Tuesday 12 October 2010

Lukewarm confessions

Whenever someone asks me how I am doing I will usually say "OK" or if I happen to be in pain I will tell them "I am hurting right now, but it will pass soon" and I will sometimes follow up with "I am not worried about it/It is only temporary because I know Jesus will restore me". I have been saying this and things according to the doctors are getting worse and worse. I have spent the past month trying to start my new treatment and my blood levels are not cooperating. This afternoon I will go to the hospital and they will test me again to see if the levels are acceptable for starting chemo.

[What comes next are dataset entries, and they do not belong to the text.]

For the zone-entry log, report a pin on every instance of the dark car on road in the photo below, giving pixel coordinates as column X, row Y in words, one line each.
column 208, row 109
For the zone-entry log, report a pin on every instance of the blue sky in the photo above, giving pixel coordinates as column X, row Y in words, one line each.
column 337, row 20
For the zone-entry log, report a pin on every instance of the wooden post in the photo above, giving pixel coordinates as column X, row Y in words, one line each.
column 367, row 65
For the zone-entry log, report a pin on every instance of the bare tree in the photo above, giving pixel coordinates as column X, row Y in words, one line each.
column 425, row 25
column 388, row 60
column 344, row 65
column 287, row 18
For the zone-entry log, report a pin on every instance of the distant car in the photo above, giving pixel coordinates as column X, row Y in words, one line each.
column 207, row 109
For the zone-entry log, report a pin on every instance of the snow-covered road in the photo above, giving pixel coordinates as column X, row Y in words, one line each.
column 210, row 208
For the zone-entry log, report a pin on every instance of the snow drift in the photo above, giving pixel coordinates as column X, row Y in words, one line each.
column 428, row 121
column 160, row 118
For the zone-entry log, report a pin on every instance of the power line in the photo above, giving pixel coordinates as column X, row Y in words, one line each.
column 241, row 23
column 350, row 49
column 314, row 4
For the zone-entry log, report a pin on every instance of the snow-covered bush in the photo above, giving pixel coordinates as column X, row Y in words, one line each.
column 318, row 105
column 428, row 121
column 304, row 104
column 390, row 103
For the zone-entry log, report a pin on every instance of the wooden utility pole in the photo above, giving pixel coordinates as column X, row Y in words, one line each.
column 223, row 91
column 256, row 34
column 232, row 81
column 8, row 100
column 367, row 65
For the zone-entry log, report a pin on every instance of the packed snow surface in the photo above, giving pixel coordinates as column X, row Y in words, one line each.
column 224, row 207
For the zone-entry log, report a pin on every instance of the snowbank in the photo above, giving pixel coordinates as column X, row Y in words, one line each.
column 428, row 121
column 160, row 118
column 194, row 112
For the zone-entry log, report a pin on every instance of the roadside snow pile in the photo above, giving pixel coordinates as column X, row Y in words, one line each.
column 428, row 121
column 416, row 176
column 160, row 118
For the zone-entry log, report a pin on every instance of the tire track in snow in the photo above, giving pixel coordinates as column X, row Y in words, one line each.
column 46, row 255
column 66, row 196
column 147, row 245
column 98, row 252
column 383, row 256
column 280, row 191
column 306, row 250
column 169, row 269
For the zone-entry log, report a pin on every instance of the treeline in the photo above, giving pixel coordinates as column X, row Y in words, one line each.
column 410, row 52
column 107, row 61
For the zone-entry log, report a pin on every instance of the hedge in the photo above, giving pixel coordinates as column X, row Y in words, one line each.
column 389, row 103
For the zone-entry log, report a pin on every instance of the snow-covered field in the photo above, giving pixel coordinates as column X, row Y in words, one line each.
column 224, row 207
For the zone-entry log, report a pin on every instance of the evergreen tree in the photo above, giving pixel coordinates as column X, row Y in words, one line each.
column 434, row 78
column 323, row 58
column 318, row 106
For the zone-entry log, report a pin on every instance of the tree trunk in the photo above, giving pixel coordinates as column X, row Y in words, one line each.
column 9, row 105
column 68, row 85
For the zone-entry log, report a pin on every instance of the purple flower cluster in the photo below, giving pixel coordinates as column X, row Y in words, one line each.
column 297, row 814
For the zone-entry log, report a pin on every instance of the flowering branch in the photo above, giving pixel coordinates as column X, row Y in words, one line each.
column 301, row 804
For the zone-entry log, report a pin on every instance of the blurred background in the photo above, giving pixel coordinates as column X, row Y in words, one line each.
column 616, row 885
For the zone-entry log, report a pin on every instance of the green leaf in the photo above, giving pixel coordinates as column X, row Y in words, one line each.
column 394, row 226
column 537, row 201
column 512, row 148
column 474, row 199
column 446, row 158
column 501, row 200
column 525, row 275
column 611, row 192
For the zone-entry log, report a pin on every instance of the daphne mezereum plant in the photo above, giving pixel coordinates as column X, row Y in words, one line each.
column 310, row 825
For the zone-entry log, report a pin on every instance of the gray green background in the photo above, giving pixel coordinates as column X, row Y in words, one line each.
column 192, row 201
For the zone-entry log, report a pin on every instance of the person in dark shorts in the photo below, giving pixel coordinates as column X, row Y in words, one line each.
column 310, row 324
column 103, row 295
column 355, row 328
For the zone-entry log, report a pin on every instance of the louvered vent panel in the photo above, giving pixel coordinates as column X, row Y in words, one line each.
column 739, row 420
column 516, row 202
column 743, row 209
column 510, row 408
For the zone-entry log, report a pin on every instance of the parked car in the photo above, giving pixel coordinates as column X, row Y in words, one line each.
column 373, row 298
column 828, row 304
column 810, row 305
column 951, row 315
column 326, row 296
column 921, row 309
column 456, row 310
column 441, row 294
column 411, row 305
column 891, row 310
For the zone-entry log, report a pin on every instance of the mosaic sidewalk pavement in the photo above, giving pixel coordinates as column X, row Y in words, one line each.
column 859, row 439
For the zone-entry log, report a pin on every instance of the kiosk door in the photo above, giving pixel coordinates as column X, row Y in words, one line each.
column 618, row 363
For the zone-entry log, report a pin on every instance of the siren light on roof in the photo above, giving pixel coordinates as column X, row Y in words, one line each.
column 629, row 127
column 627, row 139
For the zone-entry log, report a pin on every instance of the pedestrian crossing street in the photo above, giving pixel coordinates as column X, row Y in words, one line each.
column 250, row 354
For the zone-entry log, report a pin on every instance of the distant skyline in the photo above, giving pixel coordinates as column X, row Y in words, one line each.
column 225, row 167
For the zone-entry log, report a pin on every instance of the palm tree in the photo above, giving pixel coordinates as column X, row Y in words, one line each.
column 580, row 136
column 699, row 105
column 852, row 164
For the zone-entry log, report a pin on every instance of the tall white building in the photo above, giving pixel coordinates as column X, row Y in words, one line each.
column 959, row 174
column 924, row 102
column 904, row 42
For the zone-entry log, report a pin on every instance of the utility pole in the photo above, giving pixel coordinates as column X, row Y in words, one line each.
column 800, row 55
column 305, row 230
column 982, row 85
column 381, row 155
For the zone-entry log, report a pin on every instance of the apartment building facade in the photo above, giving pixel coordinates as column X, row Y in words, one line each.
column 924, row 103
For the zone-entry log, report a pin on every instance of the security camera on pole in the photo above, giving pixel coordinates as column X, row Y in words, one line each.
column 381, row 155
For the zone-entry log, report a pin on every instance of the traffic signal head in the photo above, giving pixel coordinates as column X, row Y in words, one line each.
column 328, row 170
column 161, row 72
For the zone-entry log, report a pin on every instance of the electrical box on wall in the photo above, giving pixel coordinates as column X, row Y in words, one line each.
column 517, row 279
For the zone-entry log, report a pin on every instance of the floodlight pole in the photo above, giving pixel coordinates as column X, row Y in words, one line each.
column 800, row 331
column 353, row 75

Last night in my sleep it all hit me. If I want to be healed I must stop saying things that are "lukewarm" or confessing failure. If I say "God is healing me" that is lukewarm, He has healed me! No more giving utterance of aches and pains as this gives the enemy encouragement and discounts the work that God is doing. I woke up several times in the night and each time I only thanked God for healing me, for giving me the keys of His kingdom, for allowing me to be a "son" and joint heir with Jesus Christ. I thanked Him for His Love and His Word. That I am in Him just as He is in me. I thanked Him that I am not coming to the throne to beg as a servant, but as a son through Christ Jesus I can simply ask these things of Him and they shall be done. In His name, I have the authority to operate just as Jesus did back in the day. I had already known these things, but I was allowing things to leave my tongue that are hindering me and keeping me bound. I resolve to end this kind of talk yesterday! I am only speaking the truth from here on out that I AM healed and thank you God for healing me. Our words really can kill in more ways than one.